How to Achieve the Theoretical Maximum of 4 Flops Per Cycle

How do I achieve the theoretical maximum of 4 FLOPs per cycle?

floating point operations per cycle - intel

Nehalem is capable of executing 4 DP or 8 SP FLOP/cycle. This is accomplished using SSE, which operates on packed floating point values, 2/register in DP and 4/register in SP. In order to achieve 4 DP FLOP/cycle or 8 SP FLOP/cycle the core has to execute 2 SSE instructions per cycle. This is accomplished by executing a MULDP and an ADDDP (or a MULSP and an ADDSP) per cycle. The reason this is possible is because Nehalem has separate execution units for SSE multiply and SSE add, and these units are pipelined so that the throughput is one multiply and one add per cycle. Multiplies are in the multiplier pipeline for 4 cycles in SP and 5 cycles in DP. Adds are in the pipeline for 3 cycles independent of SP/DP. The number of cycles in the pipeline is known as the latency. To compute peak FLOP/cycle all you need to know is the throughput. So with a throughput of 1 SSE vector instruction/cycle for both the multiplier and the adder (2 execution units) you have 2 x 2 = 4 FLOP/cycle in DP and 2 x 4 = 8 FLOP/cycle in SP. To actually sustain this peak throughput you need to consider latency (so you have at least as many independent operations in the pipeline as the depth of the pipeline) and you need to consider being able to feed the data fast enough. Nehalem has an integrated memory controller capable of very high bandwidth from memory which it can achieve if the data prefetcher correctly anticipates the access pattern of the data (sequentially loading from memory is a trivial pattern that it can anticipate). Typically there isn't enough memory bandwidth to sustain feeding all cores with data at peak FLOP/cycle, so some amount of reuse of the data from the cache is necessary in order to sustain peak FLOP/cycle.
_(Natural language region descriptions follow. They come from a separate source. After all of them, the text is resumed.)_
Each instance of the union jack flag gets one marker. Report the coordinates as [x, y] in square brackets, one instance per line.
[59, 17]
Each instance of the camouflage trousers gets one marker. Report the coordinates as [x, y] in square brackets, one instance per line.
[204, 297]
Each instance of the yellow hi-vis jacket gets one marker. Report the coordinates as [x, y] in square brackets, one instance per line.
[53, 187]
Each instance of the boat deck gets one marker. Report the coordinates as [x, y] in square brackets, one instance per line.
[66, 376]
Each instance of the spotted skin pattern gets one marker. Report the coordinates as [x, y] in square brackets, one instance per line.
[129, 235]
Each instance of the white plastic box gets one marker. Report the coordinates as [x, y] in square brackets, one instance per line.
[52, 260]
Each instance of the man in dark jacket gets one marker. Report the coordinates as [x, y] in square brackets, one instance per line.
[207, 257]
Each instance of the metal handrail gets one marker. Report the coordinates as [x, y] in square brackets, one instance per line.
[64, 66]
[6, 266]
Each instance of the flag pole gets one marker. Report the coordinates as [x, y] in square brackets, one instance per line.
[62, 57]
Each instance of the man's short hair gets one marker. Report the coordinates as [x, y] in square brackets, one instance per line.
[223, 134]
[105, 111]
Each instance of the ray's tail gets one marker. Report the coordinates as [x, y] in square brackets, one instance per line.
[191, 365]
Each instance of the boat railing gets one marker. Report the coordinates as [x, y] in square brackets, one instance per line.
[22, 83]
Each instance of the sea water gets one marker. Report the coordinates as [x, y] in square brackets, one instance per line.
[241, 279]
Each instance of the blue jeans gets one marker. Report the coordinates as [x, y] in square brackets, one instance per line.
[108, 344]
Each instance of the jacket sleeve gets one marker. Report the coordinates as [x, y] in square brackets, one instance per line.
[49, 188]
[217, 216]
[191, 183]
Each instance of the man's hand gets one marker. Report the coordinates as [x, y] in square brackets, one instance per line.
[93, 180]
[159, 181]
Details on where you can find information on the number of independent execution units and their throughput and latency in cycles follows.

See page 105 8.9 Execution units of this document

http://www.agner.org/optimize/microarchitecture.pdf

It says that for Nehalem

The floating point multiplier on port 0 has a latency of 4 for single precision and 5 for double and long double precision. The throughput of the floating point multiplier is 1 operation per clock cycle, except for long double precision on Core2. The floating point adder is connected to port 1. It has a latency of 3 and is fully pipelined.

In order to get 8 SP FLOP/cycle you need 4 SP ADD/cycle and 4 SP MUL/cycle. The adder and the multiplier are on separate execution units, and dispatch out of separate ports, each can execute on 4 SP packed operands simultaneously using SSE packed (vector) instructions (4x32bit = 128bits). Both have throughput of 1 operation per clock cycle. In order to get that throughput, you need to consider the latency... how many cycles after the instruction issues before you can use the result.. so you have to issue several independent instructions to cover the latency. The multiplier in single precision has a latency of 4 and the adder of 3.

You can find these same throughput and latency numbers for Nehalem in the Intel Optimization guide, table C-15a

http://www.intel.com/content/www/us/en/architecture-and-technology/64-ia-32-architectures-optimization-manual.html

Over theoretical peak FLOPS benchmark

According to Intel® Intrinsics Guide _mm_mul_ps, _mm_add_ps, _mm_sub_ps have Throughput=1 for your CPUID 06_17 (as you noted).

In different sources I saw different throughput meanings. In some places it was clock/instruction, in others it was the inverse (of course, while we have 1 - it does not matter).

According to "Intel® 64 and IA-32 Architectures Optimization Reference Manual" definition of Throughput is:

Throughput — The number of clock cycles required to wait before the issue ports are free to accept the same instruction again. For many instructions, the throughput of an instruction can be significantly less than its latency.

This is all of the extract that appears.